La corte utilizó alegorías, entradas triunfales y genealogías para situar sus victorias dentro de una historia universal. Escritores y juristas discutieron sobre imperio, monarquía y república con autores antiguos. Al mismo tiempo, los reinos conservaban fueros y ordenamientos que no procedían de una restauración romana. La influencia cultural fue profunda sin producir identidad institucional.
En América, algunos cronistas compararon ciudades, caminos y conquistas indígenas con ejemplos de la Antigüedad. Esas analogías ayudaban al lector europeo a clasificar realidades nuevas, pero podían deformarlas. Llamar «imperio» a formaciones políticas americanas o equiparar un cargo local con otro romano era una operación de traducción, no una descripción transparente.

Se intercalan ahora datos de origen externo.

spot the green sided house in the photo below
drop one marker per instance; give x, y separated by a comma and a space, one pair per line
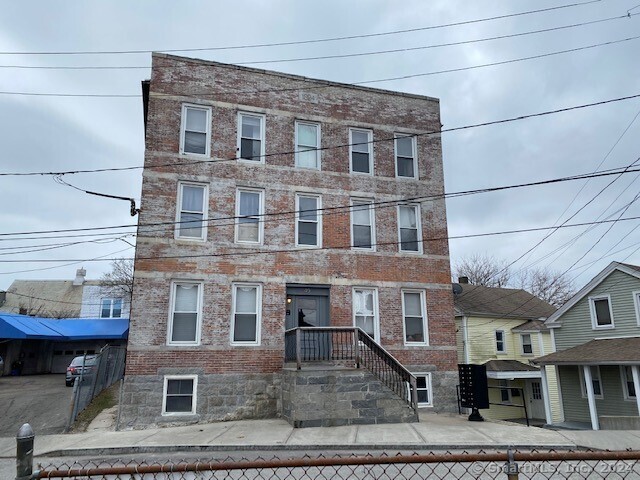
597, 359
504, 329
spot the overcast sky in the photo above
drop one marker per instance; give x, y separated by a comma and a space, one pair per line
60, 133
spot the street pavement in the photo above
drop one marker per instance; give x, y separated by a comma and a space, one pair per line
433, 432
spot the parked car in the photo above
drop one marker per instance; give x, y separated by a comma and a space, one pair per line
75, 369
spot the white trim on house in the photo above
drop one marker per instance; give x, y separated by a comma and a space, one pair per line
194, 394
584, 291
425, 320
594, 315
207, 132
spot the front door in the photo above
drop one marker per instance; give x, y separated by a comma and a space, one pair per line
535, 399
309, 307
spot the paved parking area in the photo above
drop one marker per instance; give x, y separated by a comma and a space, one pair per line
41, 400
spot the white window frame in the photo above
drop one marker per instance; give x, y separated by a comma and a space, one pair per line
358, 202
263, 128
183, 126
234, 288
414, 148
636, 301
504, 341
172, 299
522, 344
112, 300
429, 389
592, 309
418, 227
317, 146
370, 150
205, 211
625, 383
376, 313
260, 216
425, 319
194, 395
318, 221
594, 377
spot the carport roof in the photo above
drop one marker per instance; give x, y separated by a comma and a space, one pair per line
36, 328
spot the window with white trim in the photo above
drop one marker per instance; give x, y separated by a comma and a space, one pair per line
414, 312
308, 220
111, 308
361, 151
409, 229
628, 388
246, 316
405, 149
601, 313
195, 132
595, 380
501, 343
251, 133
249, 212
179, 395
186, 307
527, 345
363, 234
191, 218
424, 389
307, 145
365, 311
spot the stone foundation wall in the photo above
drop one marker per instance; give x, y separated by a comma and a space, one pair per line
218, 398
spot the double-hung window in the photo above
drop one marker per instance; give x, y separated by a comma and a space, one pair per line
361, 151
111, 308
245, 322
414, 312
195, 134
186, 310
362, 224
628, 387
365, 311
601, 313
406, 164
527, 346
501, 343
179, 396
308, 220
409, 228
249, 212
191, 218
251, 137
595, 381
307, 145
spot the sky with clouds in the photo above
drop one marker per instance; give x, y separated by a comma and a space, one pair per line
52, 133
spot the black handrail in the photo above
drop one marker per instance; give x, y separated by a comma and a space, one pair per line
313, 344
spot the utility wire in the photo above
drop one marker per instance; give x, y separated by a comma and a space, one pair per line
333, 57
330, 147
303, 42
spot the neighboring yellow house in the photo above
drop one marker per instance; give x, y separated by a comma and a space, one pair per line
504, 329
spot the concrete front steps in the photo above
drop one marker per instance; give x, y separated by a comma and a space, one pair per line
328, 395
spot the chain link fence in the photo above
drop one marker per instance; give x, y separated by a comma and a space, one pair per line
481, 464
107, 370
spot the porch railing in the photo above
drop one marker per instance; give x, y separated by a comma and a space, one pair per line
351, 344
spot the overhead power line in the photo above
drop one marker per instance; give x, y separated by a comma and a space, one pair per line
333, 57
302, 42
329, 147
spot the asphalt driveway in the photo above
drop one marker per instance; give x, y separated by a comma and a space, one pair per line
41, 400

La supuesta sucesión dinástica de Bizancio constituye otro problema diferente. A finales del siglo XV circularon cesiones y reclamaciones sobre derechos imperiales orientales, pero no generaron un reconocimiento efectivo del rey de España como emperador romano. La autoridad política no se transfería solo mediante un documento privado: dependía de territorio, instituciones y aceptación. Por eso la comparación histórica entre Roma y la Monarquía Hispánica no puede utilizarse para demostrar una continuidad jurídica hasta la Corona actual.
Bibliografía
Bibliografía moderna
- ANDO, Clifford: Imperial Ideology and Provincial Loyalty in the Roman Empire. University of California Press, 2000.
- ELLIOTT, John H.: «A Europe of Composite Monarchies», Past & Present, 137, 1992.
- RICHARDSON, J. S.: The Romans in Spain. Oxford, Blackwell, 1996.
- CARDIM, Pedro y HERZOG, Tamar (eds.): Polycentric Monarchies. Sussex Academic Press, 2012.